AngelikaLanger.com - Character Types and Character Traits (original) (raw)

Character Types and Character Traits
Character Types and Character Traits

C++ Report, April 1998
Klaus Kreft & Angelika Langer

Character types have an impact on various classes in the standard library. Strings, iostreams, and facets are abstractions in the library that manipulate characters or character sequences. All of them are implemented as class templates that take the character type as a template argument. The motivation for this design is the desire to keep abstraction like strings, streams, etc. independent of the characters they handle. Consider string operations: Concatenation of two strings, for instance, is mostly independent of the type of the characters that form the two strings in question. Hence it is possible to implement entirely generic strings that can handle sequences of any kind of characters. That at least is the idea behind class templates like basic_string, basic_fstream, basic_streambuf, ctype, num_get, num_put , to name but a few of them.

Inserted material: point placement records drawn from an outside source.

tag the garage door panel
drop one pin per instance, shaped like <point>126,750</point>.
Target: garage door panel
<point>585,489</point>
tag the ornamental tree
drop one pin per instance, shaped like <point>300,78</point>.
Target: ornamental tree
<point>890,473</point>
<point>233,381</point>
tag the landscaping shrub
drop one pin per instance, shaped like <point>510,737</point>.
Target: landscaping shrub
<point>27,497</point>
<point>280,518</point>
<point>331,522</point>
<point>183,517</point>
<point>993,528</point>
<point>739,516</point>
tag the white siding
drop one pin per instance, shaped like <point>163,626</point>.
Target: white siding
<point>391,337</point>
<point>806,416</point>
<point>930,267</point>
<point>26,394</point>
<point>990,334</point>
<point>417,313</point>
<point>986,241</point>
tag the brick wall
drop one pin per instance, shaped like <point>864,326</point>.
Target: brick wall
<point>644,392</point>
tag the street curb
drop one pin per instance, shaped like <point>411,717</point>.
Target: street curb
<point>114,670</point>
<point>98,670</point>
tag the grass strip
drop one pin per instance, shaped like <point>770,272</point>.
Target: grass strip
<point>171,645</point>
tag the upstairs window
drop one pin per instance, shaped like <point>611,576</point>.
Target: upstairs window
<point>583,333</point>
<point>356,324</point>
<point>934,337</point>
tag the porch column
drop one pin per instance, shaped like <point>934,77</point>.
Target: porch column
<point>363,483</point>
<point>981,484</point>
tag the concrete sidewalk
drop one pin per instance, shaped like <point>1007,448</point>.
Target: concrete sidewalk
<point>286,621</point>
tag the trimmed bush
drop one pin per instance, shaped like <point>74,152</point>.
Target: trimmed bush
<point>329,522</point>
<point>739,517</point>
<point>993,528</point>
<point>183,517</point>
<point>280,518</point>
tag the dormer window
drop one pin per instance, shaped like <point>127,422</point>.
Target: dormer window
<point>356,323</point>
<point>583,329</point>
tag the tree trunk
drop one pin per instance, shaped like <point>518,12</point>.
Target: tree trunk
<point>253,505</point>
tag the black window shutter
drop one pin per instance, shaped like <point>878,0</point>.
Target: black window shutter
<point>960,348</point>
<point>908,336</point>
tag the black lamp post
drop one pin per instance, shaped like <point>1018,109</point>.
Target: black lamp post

In practice it turns out that the character type alone does not provide enough information for all tasks that strings and iostreams perform. Streams, for instance, need to know how they can recognize the end of a file; after all the end-of-file-value might differ between character types. Also, strings must know how characters are compared, because the character type alone does not imply it. This additional information about a character type is encapsulated in yet another abstraction: the character traits. For use in the standard library each character type must be accompanied by an associated traits type. Otherwise the character type cannot be used for instantiating the string and stream class templates, because they require a second template argument, which is the traits type associated to the character type.

Before we examine in detail how the character and traits type are used in strings, iostreams, and facets, we want to take a closer look at character types and character traits types in general.

Character Types

What is a character? We all know intuitively that it is something like a 'A' or a 'B'. The notion that we share, is the _abstraction_of a character. Such an abstract character has numerous properties: visual representations (glyphs), binary representations (codes), and many more. Now, what do we mean when we talk of characters in the context of the standard library? Let's get it straight: As programmers, we deal with characters inside our C++ programs. In that context a character is an object, in the sense that it is an instance of a type, either a built-in or a user-defined type like a class. The built-in character types in (C and) C++ are type char for narrow characters and type wchar_t for wide characters. Like other objects in our program, character objects do not only have a type, but also an individual object state. A character object's state is the content of the character, i.e. its binary representation. It is the bit pattern stored inside a storage unit of type char or wchar_t , for instance. The content of a character is also called a character code. A code usually belongs to a character encoding, which is a set of character codes along with rules for their interpretation. In this article we are talking of character objects. Keep in mind that whenever we mention a "character" in the following text we mean a "character object inside a C++ program".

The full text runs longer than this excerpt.